The SARS-CoV-2 pandemic represents an exceptional public health crisis highlighting the need for better understanding of the mechanisms controlling broadly protective immune responses and generating vaccine candidates able to elicit such responses. The program project entitled “Programming Long-lasting Immunity to Coronaviruses (PLUTO)” proposes a comprehensive research plan towards designing pan- sarbecovirus and pan-betacoronavirus vaccines with broad protection by applying in-depth B cell characterization in the context of coronavirus immune histories imprinted by successive vaccinations and/or infections.
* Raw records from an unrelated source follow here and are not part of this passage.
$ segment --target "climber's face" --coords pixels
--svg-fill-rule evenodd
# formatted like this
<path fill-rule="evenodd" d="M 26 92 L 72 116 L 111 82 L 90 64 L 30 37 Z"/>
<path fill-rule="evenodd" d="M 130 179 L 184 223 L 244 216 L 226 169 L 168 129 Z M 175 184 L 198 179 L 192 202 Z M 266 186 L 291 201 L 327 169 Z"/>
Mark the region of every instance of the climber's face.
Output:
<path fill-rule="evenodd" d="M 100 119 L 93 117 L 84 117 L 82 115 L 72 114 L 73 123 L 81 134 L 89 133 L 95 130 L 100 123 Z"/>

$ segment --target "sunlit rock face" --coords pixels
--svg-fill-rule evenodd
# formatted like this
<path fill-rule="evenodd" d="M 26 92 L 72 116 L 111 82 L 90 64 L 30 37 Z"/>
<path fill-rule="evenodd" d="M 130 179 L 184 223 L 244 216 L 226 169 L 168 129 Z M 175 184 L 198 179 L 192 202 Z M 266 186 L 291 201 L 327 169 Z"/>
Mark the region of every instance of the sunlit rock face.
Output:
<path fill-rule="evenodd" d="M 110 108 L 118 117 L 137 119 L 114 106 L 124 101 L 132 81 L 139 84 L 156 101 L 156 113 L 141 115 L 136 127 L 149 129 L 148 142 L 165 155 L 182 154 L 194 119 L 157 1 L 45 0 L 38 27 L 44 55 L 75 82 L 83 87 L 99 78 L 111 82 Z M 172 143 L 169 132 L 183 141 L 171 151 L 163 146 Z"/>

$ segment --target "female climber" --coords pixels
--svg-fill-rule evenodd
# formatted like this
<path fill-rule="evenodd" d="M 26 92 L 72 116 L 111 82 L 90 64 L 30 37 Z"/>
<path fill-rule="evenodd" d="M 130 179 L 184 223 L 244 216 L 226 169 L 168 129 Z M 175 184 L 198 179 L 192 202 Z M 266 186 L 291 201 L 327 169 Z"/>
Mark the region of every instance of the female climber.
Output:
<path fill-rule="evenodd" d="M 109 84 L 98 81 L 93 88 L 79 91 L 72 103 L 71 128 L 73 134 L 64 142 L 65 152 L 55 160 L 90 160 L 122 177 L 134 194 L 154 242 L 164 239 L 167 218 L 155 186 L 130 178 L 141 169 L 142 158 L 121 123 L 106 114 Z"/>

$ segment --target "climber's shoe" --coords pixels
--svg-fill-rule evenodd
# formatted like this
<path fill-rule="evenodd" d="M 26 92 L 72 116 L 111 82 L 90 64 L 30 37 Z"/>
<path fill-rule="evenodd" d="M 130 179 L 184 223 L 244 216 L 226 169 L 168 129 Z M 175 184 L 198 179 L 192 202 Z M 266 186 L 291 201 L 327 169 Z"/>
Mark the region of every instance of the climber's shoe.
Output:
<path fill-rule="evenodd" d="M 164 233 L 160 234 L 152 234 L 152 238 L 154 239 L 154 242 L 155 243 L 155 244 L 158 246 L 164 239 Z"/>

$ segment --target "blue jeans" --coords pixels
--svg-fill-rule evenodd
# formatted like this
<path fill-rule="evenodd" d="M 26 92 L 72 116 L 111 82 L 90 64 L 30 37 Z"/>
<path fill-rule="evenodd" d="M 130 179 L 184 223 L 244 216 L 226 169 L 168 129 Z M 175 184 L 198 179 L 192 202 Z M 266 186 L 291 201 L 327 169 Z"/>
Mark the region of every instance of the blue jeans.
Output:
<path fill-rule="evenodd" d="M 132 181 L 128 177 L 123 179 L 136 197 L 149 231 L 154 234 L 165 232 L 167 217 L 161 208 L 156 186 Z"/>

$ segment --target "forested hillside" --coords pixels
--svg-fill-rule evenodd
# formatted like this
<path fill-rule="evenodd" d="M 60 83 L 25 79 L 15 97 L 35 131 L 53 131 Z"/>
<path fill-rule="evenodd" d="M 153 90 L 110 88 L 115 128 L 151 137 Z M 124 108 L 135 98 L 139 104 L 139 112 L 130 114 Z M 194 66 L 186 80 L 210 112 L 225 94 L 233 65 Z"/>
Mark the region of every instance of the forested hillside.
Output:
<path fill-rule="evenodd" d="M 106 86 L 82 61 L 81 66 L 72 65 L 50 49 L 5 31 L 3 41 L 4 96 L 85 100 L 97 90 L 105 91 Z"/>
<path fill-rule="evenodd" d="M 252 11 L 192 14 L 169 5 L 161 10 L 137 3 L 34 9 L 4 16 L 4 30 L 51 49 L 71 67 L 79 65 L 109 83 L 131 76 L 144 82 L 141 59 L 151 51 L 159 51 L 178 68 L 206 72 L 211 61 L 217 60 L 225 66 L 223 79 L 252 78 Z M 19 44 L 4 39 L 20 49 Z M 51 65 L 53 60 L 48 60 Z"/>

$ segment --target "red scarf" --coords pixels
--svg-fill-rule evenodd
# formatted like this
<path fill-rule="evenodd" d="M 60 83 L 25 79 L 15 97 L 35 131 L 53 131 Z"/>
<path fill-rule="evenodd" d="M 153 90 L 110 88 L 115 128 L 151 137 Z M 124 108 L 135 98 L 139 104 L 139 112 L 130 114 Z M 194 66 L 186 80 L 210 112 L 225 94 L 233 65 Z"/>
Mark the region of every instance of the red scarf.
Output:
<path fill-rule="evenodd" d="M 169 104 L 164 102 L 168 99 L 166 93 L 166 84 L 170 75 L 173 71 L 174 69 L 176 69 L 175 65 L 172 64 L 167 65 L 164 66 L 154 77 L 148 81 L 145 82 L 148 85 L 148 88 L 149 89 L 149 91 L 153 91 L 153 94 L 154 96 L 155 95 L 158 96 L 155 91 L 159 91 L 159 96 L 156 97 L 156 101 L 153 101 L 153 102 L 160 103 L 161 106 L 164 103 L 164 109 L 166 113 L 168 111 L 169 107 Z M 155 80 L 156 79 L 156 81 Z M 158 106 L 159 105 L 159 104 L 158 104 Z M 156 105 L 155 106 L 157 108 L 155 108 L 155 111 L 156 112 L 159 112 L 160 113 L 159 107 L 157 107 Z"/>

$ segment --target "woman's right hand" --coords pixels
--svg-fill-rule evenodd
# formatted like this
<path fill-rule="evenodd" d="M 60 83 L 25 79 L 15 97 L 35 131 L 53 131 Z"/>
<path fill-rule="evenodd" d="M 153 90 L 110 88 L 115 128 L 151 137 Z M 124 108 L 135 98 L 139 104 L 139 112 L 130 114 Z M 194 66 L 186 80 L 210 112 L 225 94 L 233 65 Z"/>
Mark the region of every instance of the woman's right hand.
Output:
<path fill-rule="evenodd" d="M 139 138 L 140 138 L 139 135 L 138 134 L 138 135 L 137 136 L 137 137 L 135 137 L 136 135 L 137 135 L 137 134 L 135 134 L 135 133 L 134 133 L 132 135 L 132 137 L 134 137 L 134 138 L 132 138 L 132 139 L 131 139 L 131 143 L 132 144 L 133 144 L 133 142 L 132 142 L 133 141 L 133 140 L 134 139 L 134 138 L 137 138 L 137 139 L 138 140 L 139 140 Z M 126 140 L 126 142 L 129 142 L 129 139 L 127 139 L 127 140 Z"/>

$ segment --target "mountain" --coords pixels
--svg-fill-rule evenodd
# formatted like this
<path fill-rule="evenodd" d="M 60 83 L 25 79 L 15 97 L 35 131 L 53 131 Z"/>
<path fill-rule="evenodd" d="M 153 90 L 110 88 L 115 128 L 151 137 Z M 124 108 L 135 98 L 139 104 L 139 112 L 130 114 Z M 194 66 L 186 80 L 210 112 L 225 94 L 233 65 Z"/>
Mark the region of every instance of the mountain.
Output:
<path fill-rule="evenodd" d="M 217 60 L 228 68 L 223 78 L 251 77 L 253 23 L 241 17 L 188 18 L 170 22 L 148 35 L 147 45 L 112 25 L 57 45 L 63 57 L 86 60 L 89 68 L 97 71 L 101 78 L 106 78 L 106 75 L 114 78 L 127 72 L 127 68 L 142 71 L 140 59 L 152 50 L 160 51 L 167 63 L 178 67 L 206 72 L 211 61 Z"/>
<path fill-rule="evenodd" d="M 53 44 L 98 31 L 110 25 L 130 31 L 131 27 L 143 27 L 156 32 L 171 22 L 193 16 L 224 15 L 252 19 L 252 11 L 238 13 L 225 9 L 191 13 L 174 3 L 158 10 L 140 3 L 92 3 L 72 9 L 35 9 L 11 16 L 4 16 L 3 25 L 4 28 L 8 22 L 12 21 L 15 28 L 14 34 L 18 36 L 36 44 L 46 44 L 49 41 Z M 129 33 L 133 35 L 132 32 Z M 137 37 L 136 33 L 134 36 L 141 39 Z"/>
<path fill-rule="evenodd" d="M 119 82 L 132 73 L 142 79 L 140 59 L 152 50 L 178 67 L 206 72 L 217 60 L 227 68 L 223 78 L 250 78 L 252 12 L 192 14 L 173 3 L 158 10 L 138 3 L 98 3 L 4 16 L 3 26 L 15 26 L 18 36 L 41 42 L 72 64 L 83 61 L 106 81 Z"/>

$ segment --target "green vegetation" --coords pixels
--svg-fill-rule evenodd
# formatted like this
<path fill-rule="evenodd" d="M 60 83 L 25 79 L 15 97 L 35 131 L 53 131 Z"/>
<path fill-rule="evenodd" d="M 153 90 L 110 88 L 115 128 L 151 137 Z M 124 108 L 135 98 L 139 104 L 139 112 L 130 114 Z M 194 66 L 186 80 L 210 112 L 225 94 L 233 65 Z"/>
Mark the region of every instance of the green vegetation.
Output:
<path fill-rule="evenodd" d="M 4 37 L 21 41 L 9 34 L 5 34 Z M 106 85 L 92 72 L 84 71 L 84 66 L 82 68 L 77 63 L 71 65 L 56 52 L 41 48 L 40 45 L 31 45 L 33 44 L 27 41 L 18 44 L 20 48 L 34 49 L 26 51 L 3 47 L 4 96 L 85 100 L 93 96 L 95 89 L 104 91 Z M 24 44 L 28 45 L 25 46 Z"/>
Two complementary research projects will establish correlates of robust, durable and protective coronavirus humoral immunity (Project 1) as well as design and test efficacy of viral variant-proof pan-sarbecovirus and pan-betacoronavirus vaccines (Project 2). The Cores will synergize with the two research projects to support the successful completion of the research aims. The Administrative Core will manage the consortium, coordinate cross-project activities, and create the structure and environment needed to accomplish PLUTO's goals. The Antibody Core will develop large panels of recombinant monoclonal antibodies (mAbs) against coronavirus spike proteins to define specificity and breath of immune responses elicited by coronavirus infections and/or vaccinations in humans and animal models. The Animal Model Core will provide a central resource with approvals, facilities, and expertise to assess efficacy of broadly cross-reactive coronavirus antibodies and vaccines in robust pre-clinical models against a spectrum of coronaviruses, including Select Agents. A multidisciplinary team of scientists from five institutions who have an outstanding track record of working collaboratively will conduct the proposed studies. The Research Projects will collaborate with each other and with the Antibody and Animal Model Cores, coordinated by the Administrative Core. The integrated and synergistic activities across Projects and Cores will drive the successful completion of the program project's ambitious research agenda, enabling achievement of the long-term PLUTO goal of developing variant-proof pan- sarbecovirus and pan-betacoronavirus vaccines. These findings will contribute to curbing the current SARS- CoV-2 pandemic and mitigate the risk of future pandemics with coronaviruses.

SARS-COV-2大流行代表了一个特殊的公共卫生危机，强调了对更好的需求 了解控制广泛保护的免疫调查并产生的机制 候选疫苗候选者可以引起此类反应。计划项目标题为“编程长期编程 对冠状病毒的免疫力（冥王星）”提出了一项全面的研究计划，以设计泛滥 SARBECOVIRUS和PAN​​-BETACORONAVIRUS疫苗，通过应用深入B细胞进行广泛保护 在成功接种疫苗的冠状病毒免疫历史的背景下进行表征 和/或感染。两个完整的研究项目将建立坚固，耐用的相关性 并受保护的冠状病毒免疫力（项目1）以及病毒的设计和测试效率 防变量泛 - 萨尔贝病毒和泛 - 贝曲霉病毒疫苗（项目2）。核心将与 这两个研究项目旨在成功完成研究的目的。行政 核心将管理财团，协调跨项目活动，并创建结构和 实现冥王星目标所需的环境。抗体芯将形成大面板 针对冠状病毒峰蛋白的重组单克隆抗体（mAb），以定义特异性和 人类和动物引起的冠状病毒感染和/或疫苗接种引起的免疫复杂的呼吸 型号。动物模型核心将提供批准，设施和专业知识的中心资源 评估稳健前临床前的广泛交叉反应性冠状病毒抗体和疫苗的效率 针对冠状病毒（包括精选剂）的模型。一个科学家的多学科团队 来自五个具有出色工作记录的机构，将进行合作的记录 拟议的研究。研究项目将相互合作，并与抗体和 动物模型核心，由行政核心协调。集成和协同的活动 跨项目和核心将推动该计划项目雄心勃勃的成功完成 研究议程，实现了长期冥王星目标的实现 SARBECOVIRUS和PAN​​-BETACORONAVIRUS疫苗。这些发现将有助于遏制当前的SARS- COV-2大流行并减轻冠状病毒未来大流行的风险。